To tackle climate change Europe needs to embrace high-speed rail

During the last decade of perma-crisis in Europe, we started to believe in our own impending demise. Suddenly there was money for nothing, China was chomping at our heels and our demographics were catastrophic. All that was left was a long, slow inevitable decline into global insignificance. Fast forward to 2019 and a similar vista appears, this time with the added bonus of catastrophic climate change.  Now Europe teeters on the brink of another economic downturn.

These challenges, while serious and real, can be addressed by a long-term policy reorientation. But to adequately respond to the issue of climate change and to effectively project European interests on a global stage Europe must combat the one issue which is its biggest impediment. Europe needs to remember that thinking big isn’t a crime. Europe needs to understand that investing for the long term is a vital part of economic planning.

Take the environment. The airline industry is one of the largest sources of global Co2 emissions. Yet, notwithstanding the relative proximity of many of Europe’s main urban centres, high-speed rail in Europe remains “an ineffective patchwork of lines without a realistic long-term plan”. EU funding of 23.7 billion euro in co-funding for high-speed lines since 2000 is minuscule when compared to support levels for other transport modes. At a European level, the overall picture remains one of isolated national systems and incomplete domestic programmes.

Yet, the environmental benefits of high-speed rail are obvious. The development of high-speed networks in France, and more recently in Italy and Spain, have significantly reduced domestic air travel and resulted in reliable transport links between many major cities. Cross-border services – most notably the Eurostar connecting London to Paris/Brussels and Thalys linking Paris to Amsterdam (via Brussels) have become important transport arteries.

So why then the implied reluctance – at both a national and European level – to place high-speed rail at the centre of the EU response to fighting climate change? One reason is the economics of high-speed rail. Such developments are, by their very nature, expensive to construct,  the time taken for such lines to become operational can be substantial (often a decade or more) and during this time they are constantly being subjected to negative media and economic analyses.

China built a comprehensive high-speed rail network in little more than a decade. 

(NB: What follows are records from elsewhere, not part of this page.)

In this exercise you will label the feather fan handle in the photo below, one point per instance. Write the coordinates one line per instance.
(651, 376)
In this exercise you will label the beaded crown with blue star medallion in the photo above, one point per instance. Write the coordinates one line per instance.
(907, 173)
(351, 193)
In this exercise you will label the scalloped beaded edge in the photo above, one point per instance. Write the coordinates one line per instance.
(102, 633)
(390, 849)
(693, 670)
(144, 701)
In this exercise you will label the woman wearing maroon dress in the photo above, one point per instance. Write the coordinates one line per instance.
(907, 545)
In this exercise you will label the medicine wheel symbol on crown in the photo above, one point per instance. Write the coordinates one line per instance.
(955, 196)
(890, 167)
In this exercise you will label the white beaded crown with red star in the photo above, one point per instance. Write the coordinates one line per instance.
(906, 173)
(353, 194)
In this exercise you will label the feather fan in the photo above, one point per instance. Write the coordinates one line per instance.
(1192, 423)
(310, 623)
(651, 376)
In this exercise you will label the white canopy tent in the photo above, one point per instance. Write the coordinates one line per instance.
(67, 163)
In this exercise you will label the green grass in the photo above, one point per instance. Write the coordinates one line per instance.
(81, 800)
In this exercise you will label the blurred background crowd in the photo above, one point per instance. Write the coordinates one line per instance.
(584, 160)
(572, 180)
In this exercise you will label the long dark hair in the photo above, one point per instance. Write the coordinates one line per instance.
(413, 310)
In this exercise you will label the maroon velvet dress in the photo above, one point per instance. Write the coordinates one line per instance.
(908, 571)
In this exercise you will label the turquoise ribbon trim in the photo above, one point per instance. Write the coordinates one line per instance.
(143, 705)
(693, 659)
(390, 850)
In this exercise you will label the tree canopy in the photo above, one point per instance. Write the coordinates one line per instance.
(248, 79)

Consider both the proposed Lyon-Turin and London-Birmingham (HS2) rail links. The considerable opprobrium heaped on these projects relates mostly to cost. Unrealistic initial budgets (often required to gain political support for commencement) are used by opponents as an economic basis for seeking to halt the project.  But cost-benefit analyses are, by their very nature, only based on a set of quantitative assumptions regarding issues such as construction costs and passenger numbers. 

The traditional economic analysis ignores wider societal and environmental benefits. In addition, both of these projects also seek to achieve important strategic economic objectives in terms of improving cross border mobility (Lyon-Turin) and tacking increasing regional inequalities (London-Birmingham).

Often expensive (and they are very expensive) high-speed rail projects find it difficult to attract consistent political support. Welded to an election cycle governments find it difficult to coherently develop plans for high-speed rail lines that may take decades to become fully operational. This equates, in many politicians eyes, to decades of considerable government spending without any discernible impact on their re-election prospects.

China built a comprehensive high-speed rail network in little more than a decade. In Europe, proposals for new, or even for upgraded lines, can languish for decades in planning hell.

To counter this reality, the EU should be the perfect mechanism for ensuring consistent financial support for these long term investment projects. The EU should significantly increase co-funding for an earmarked list of strategic priority projects. For example, the approximate 500km distance between Berlin and Munich still takes a minimum of 4 hours to complete by rail.

Likewise, the 400km trip between Brussels and Frankfurt requires a journey time in excess of 3 hours. These train journey times are not sufficient to alter many passengers travel habits regarding short-hop airline flights. Up to 8-10 flights still leave Brussels for Frankfurt (and vice versa) on a daily basis. 

Given the current climate crisis, and Europe’s wish to lead the response, this situation is clearly unsustainable. Tackling climate change is a very expensive business. Europe needs to hop aboard this high-speed train before it leaves the station.